With the planet’s urban population set to double to 8.5 billion by 2050, demand for land is on the rise, with golf courses already in the crosshairs of some lawmakers.
In a wide-ranging multimedia feature, Golf Under Threat, we explore the conflicting demands for more housing and green spaces, and highlight how golf businesses have an opportunity to play a leading role in sustainability for people and the planet.
Bethpage State Park Director of Agronomy Andrew Wilson, whose world-famous Bethpage Black Course is set to host the 2024 Ryder Cup, explains how the park has become a haven for wildlife over the past two decades.
“I think it’s important to gather as many allies as we can and really put golf in a positive light,” Wilson told Syngenta.
“We’re a municipal facility so we’re owned by the public – we want to make sure they know we’re responsible neighbours.”
John Ashworth, who helped save Californian community facility Goat Hill Park from development having already seen his boyhood golf course “ploughed under”, outlines why he opposes a new bill which threatens the future of municipal courses across California.
“I’m all for affordable housing and I’d love to come up with solutions for it. But to take away golf and a green space from a community, you’ll never get it back. It’s gone for good.”
And sustainability expert, Gina Rizzi, describes how golf courses can enhance their environmental and community value, and communicate what they are doing to the wider world.
“A lot of General Managers didn’t know to what extent superintendents were doing work around environmental stewardship,” said Rizzi, who has worked with the Golf Course Superintendents Association of America (GCSAA) to ensure all 50 US states now have state-wide Best Management Practice guides (BMPs).
“Now there are a set of guidelines that every course can reference, and the guides really help communicate what our courses are doing right, so they help establish better communication with stakeholders.”
Syngenta previously researched ‘The new value of golf’s green spaces’ in 2020 and, in the words of Landseer Communications and Consulting founder and president Delphine Tseng, “Golf is really the last green oasis in many urban areas.”

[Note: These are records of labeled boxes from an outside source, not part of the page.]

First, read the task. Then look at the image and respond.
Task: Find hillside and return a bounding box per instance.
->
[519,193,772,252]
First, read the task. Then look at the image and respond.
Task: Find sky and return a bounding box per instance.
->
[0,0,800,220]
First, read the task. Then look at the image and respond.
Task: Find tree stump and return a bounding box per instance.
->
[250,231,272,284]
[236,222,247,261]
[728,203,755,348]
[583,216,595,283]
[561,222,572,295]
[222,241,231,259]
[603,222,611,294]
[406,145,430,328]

Case studies from Sydney to South Africa and the home of golf Scotland put the scale of threats into context, as the global debate polarizes opinion and brings golf’s reputation into question.
“Golf courses are often an easy target, but in reality they play a critical role in providing a green space for golfers and non-golfers, preserving wildlife habitats, and they are already implementing sustainable best practice,” said Mark Birchmore, Syngenta Global Head of Marketing, Turf and Landscape.
“As the debate around urban land use intensifies, golf businesses should take the opportunity to communicate their contribution to society and their long-term environmental value.
“Enhancing connections with local communities and stakeholders can help show that golf, collectively, has a key role to play in balancing long-term demands of people, profit and the planet.”